La utilidad de tener un enemigo a mano

Donald TrumpTodo el mundo necesita tener un enemigo en quien descargar debilidades y errores. Y si no existe, hay que inventarlo. Así funcionan los países, los sistemas y cada uno de nosotros.

Ocurre que el antagonista es una figura imprescindible, toda vez que nos permite definir nuestra identidad y medir nuestro sistema de valores. La historia de la humanidad, con sus guerras y conflictos, corrobora esta dialéctica de la especie.

Esta es la tesis de una conferencia que Umberto Eco dio en la Universidad de Bolonia (Italia), en 2008, cuyo contenido revelaría todo su sentido de la ironía, según la crítica.

¿Pura provocación intelectual? ¿Un modo de llamar la atención sobre el hecho de que el Otro y sus diferencias nos hace sentir vulnerables? ¿Una concesión resignada a Thomas Hobbes, para quien “el hombre es lobo del hombre”?

Eco cuenta que en una ocasión tomó un taxi en Nueva York, conducido por un paquistaní, y éste lo sorprendió con una pregunta “¿Quiénes son sus enemigos?”.

Le respondió que, de momento, su país no estaba en guerra con nadie o, en todo caso, estaba en una soterrada contienda contra sí mismo. La respuesta decepcionó al conductor, ya que un país sin adversarios carecía de identidad.

La inquietud del taxista era más profunda de lo que parecía. Llevó a Eco a pensar que, efectivamente, nada nos define tanto como un buen antagonista: soy por oposición al otro.

La pareja identidad-otredad es inseparable, constitutiva, y al mismo tiempo altamente peligrosa y explosiva. Por la sencilla razón que el otro puede funcionar como un catalizador del odio y la desconfianza.

Es la ideología de todos los nacionalismos: culpar al otro de los propios desastres, construir un enemigo externo sobre quien descargar todo el odio posible, para mantener el “orgullo nacional” en alto.
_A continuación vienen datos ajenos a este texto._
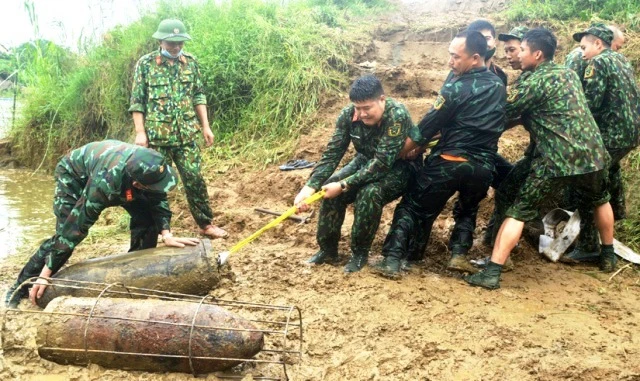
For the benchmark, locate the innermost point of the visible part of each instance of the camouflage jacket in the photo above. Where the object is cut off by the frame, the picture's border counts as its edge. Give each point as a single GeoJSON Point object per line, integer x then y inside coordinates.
{"type": "Point", "coordinates": [469, 112]}
{"type": "Point", "coordinates": [167, 95]}
{"type": "Point", "coordinates": [613, 97]}
{"type": "Point", "coordinates": [97, 171]}
{"type": "Point", "coordinates": [555, 112]}
{"type": "Point", "coordinates": [380, 145]}
{"type": "Point", "coordinates": [495, 69]}
{"type": "Point", "coordinates": [575, 62]}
El nuevo presidente norteamericano, el magnate Donald Trump, le ha fijado a Estados Unidos los nuevos enemigos de ocasión: internamente la inmigración hispana y las “élites de Washington”, hacia fuera el “terrorismo islámico” y los países que les han robado el empleo a los estadounidenses: China y México.

Trump le da la razón a Eco, quien en su conferencia de 2008 ya había advertido que la caída del Muro de Berlín, que supuso la disolución del gran enemigo soviético, afectó más sin embargo a Estados Unidos.

En este sentido, sostenía que lo que interesaba estudiar era “no tanto el fenómeno casi natural de identificar a un enemigo que nos amenaza como el proceso de producción y demonización del enemigo”.

Eco repasó algunos de los numerosos casos de invenciones de enemigos, y el odio alimentado contra los judíos, los negros, los leprosos, los inmigrantes. Recuerda a la Inquisición: “En los procesos de brujería no sólo se construye una imagen del enemigo, y no sólo la víctima al final confiesa incluso lo que no ha hecho, sino que al confesarlo se convence de haberlo hecho”.

En otra parte trajo a colación el libro ‘1985’ de George Orwell, en el que se describen los programas de odio cotidiano que se propinan a la población.

El autor de ‘El Nombre de la Rosa’ sostuvo que “podemos reconocernos a nosotros mismos sólo en presencia de Otro, y sobre este principio se rigen las reglas de convivencia y docilidad”.

Sin embargo, añadió, “más a menudo, encontramos a ese Otro insoportable porque de alguna manera no es nosotros. De modo que, reduciéndolo a enemigo, nos construimos nuestro infierno en la tierra”.